Fortis rides good news rally, Dutch tightening anticipated
BNP Paribas Fortis issued a twice-subscribed Eu500m seven and a half year Pandbrieven today (Thursday), benefitting from a market buoyed by Dutch election results and a Fed rate hike yesterday. Dutch spreads are meanwhile expected to tighten following the vote.
The Belgian bank was the first mover in the benchmark euro financials markets amid a wider rally that followed the Federal Reserve’s delivery of a 25bp hike yesterday (Wednesday) and the Dutch vote – which saw prime minister Mark Rutte’s Liberal Party win and hold off a challenge from the EU-sceptic, far right Freedom Party, and was deemed a positive sign for the Eurozone.
BNPP Fortis leads ABN Amro, BNP Paribas, Commerzbank and Danske Bank launched the Eu500m no-grow September 2024 mortgage Pandbrieven with guidance of the 1bp over mid-swaps area.

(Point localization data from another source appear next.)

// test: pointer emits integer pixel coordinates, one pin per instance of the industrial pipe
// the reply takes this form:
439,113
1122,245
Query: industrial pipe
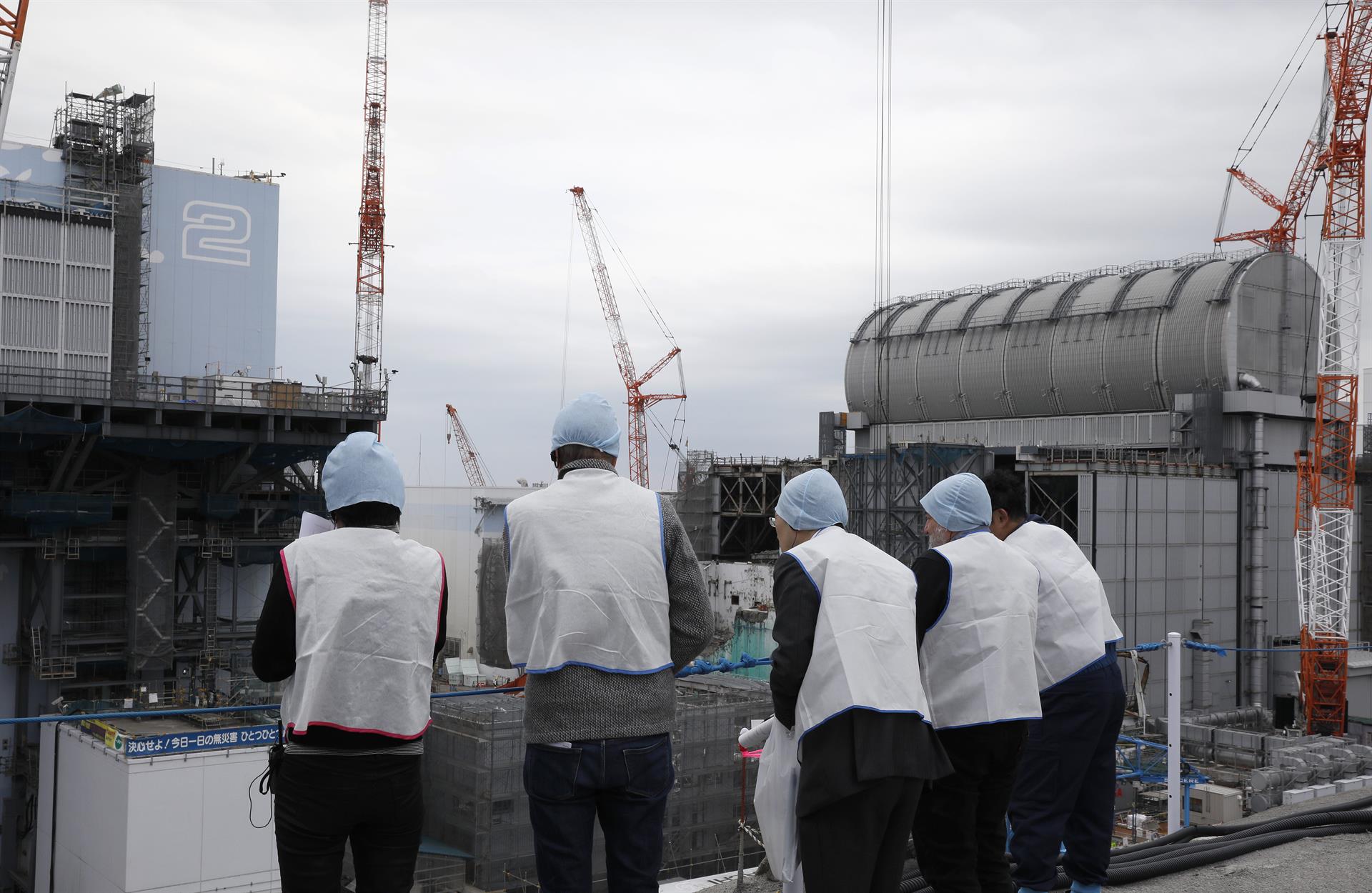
1257,675
1238,717
1173,732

Guidance was revised to the minus 2bp area, before the spread was set at minus 3bp. The book closed at over Eu1bn.
“The rally is less pronounced in covered bonds, but in this asset class, too, you can see a strong response to yesterday’s good news,” said a syndicate banker away from the deal. “That is evident in today’s trade for Fortis, which went from plus 1bp to minus 3bp in a heartbeat.
“Sometimes that move across the mid-swaps flat level can prove a bit tricky, but Fortis clearly had no problems whatsoever.”
Bankers said the strength of the deal also reflected the relatively scarcity of Belgian paper and the strength of the BNP Paribas name. The deal is Fortis’ second benchmark covered bond, following a Eu500m seven year debut last October. There has been no other benchmark Belgian supply since then.
Bankers said the deal offered a new issue premium of 1bp-2bp, seeing BNP Paribas Fortis October 2023s at minus 5bp, mid, and the June 2024s of fellow Belgian issuer Belfius Bank also at minus 5bp. They also cited French covered bonds issued by BNP Paribas Home Loan SFH, seeing its July 2024s at minus 5bp and November 2024s at minus 11bp.
The only other benchmark offering in financials this morning was a US dollar-denominated Additional Tier 1 (AT1) from SEB.
Westfälische Landschaft Bodenkreditbank (WL Bank) meanwhile issued a Eu250m 20 year Pfandbrief. Leads Deutsche, NordLB and UniCredit priced the public sector issue at 5bp over mid-swaps this morning.
The prospects for further issuance are said to be good for the coming weeks after the Dutch election and the Fed hike were cleared without negative surprises, and given risk-on sentiment following the rally in European stock markets, which hit their highest levels in 15 months this morning.
The Dutch vote had been expected to result in another coalition government headed by the Liberal Party, but Geert Wilder’s Freedom Party gained fewer seats than expected. The FOMC’s decision to raise interest rates by 25bp to 1% was also widely anticipated. Market participants were, however, reassured as the Fed largely stuck to its forecast, with a further two hikes expected this year and three next.
“It should all be conducive,” said a syndicate banker. “These events were never likely to be show-stoppers for covered bonds, but now we have a good, clear window up to Easter and the French elections.”
Bankers expect some issuers to focus on higher beta issuance in the risk-on window, but are confident that further covered bond supply will emerge and continue to be well received. PKO Bank Hipoteczny and Hypo Noe are currently on the road ahead of potential euro benchmarks, with PKO’s deal possible as early as next week.
There was relatively little movement in covered bond spreads this morning, but analysts now expect Dutch spreads to outperform comparables over the coming weeks. Although Dutch covered bonds have recently performed better than French covered bonds – with French spreads under more pressure as a victory for Marine Le Pen has been deemed more likely than for Wilders – they have failed to match the performance of other jurisdictions this year.
Maureen Schuller, head of financials research at ING, noted as an example that Norwegian covered bond spread have converged towards Dutch spreads, to the extent that SpareBank 1 Boligkreditt September 2022s were at the start of this week quoted 7bp wider than ABN Amro September 2022s, having been 20bp wider in January 2016.
“In our view, Dutch covered bonds have best performance potential up to the five year area of the curve,” she said. “In this area the bonds trade widest versus sovereigns and SSAs and stand to benefit most from this month’s Eu4.35bn redemptions in Dutch euro benchmark covered bonds.”
Some market participants have interpreted the Freedom Party’s poor showing as a positive sign ahead of the French election, raising hopes that the tide is turning against right wing populist parties, and analysts said that French covered bonds could therefore also outperform comparables in the coming weeks, subject to further developments ahead of the first round of voting on 23 April.